2.2.2.4. Bağlanma Kuramı

John Bowlby (1969), bağlanma kuramında bağlanma davranışının biyolojik bir gereksinim olduğunu söylemektedir. Yeni doğan canlı kendi ile ilgilenen ve bakımını yapan kişiyle fiziksel olarak bağ kurar ve kendini koruma, güvende hissetme, çevreyi tanımasına fırsat

sağlayacak ortamı ve şartları elde eder. Biyolojik ve yaşamsal değer taşıyan bağlanma davranışı, anne ile çocuğun etkileşimleri ile zamanla çift yönlü hale gelmekte ve karşılıklı olarak gelişmektedir (Duman, 2010). Oyun açısından kuram incelendiğinde çocuğun erken çocukluk ve okul öncesi dönemde annesi veya onunla ilgilenen, bakımını yapan kişi ile arasında olan bağlılığın niteliği çocuğun davranışlarını etkilediği gibi oyun davranışlarında da etkiye sahiptir.
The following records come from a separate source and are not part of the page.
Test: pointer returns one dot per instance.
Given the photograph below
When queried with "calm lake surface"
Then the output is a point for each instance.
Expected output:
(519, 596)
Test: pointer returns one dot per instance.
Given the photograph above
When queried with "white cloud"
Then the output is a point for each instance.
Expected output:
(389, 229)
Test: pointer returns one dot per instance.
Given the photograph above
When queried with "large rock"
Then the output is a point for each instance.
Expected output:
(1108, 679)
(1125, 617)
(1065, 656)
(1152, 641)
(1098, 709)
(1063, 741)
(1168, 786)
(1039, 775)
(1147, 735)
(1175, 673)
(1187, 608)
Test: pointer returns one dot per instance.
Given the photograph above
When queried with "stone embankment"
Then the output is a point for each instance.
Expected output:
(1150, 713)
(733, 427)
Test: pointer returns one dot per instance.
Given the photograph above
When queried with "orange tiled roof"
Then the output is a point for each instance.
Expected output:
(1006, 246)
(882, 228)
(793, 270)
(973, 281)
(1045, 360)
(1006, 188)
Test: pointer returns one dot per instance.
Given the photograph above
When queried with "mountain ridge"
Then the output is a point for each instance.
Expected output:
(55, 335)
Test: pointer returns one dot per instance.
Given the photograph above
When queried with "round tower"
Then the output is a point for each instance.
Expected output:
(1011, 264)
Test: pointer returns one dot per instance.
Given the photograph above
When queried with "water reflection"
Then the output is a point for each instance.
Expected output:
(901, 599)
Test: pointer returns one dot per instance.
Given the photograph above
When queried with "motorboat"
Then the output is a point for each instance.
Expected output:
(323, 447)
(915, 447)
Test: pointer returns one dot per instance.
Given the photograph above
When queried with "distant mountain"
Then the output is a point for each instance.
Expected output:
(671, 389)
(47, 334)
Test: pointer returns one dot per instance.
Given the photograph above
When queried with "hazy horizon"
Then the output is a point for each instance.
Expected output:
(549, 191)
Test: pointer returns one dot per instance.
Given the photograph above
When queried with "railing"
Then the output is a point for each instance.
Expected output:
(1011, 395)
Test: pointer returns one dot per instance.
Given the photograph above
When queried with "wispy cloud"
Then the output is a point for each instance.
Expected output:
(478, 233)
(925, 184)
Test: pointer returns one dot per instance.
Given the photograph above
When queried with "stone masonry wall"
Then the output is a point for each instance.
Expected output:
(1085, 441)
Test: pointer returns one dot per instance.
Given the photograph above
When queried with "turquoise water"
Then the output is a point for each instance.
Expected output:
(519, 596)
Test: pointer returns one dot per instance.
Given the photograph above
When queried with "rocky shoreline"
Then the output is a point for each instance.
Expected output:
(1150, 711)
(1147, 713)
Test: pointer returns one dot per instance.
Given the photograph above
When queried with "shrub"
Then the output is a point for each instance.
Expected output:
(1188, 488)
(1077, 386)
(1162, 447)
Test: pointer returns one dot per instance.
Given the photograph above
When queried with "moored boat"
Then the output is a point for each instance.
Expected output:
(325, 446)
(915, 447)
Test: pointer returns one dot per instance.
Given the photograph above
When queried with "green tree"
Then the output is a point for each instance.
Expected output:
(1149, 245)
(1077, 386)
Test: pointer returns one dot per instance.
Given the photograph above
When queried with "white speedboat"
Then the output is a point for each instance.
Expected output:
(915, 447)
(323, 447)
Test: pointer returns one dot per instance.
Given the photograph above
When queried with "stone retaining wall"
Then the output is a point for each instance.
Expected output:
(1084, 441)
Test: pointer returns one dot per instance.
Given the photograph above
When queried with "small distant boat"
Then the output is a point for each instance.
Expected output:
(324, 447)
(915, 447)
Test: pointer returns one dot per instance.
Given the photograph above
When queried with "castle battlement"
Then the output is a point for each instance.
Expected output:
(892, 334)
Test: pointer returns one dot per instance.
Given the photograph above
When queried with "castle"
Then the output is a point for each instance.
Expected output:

Annesine güvenle bağlanan çocuklar güvenle bağlı olmayan çocuklara göre fiziksel çevrelerini daha iyi araştırmakta, nesnelerin fonksiyonlarını daha iyi keşfetmekte, akranları ile daha sosyal ilişkiler kurmakta ve daha kaliteli ve daha çok hayali oyunlar oynamaktadırlar (Duman, 2010).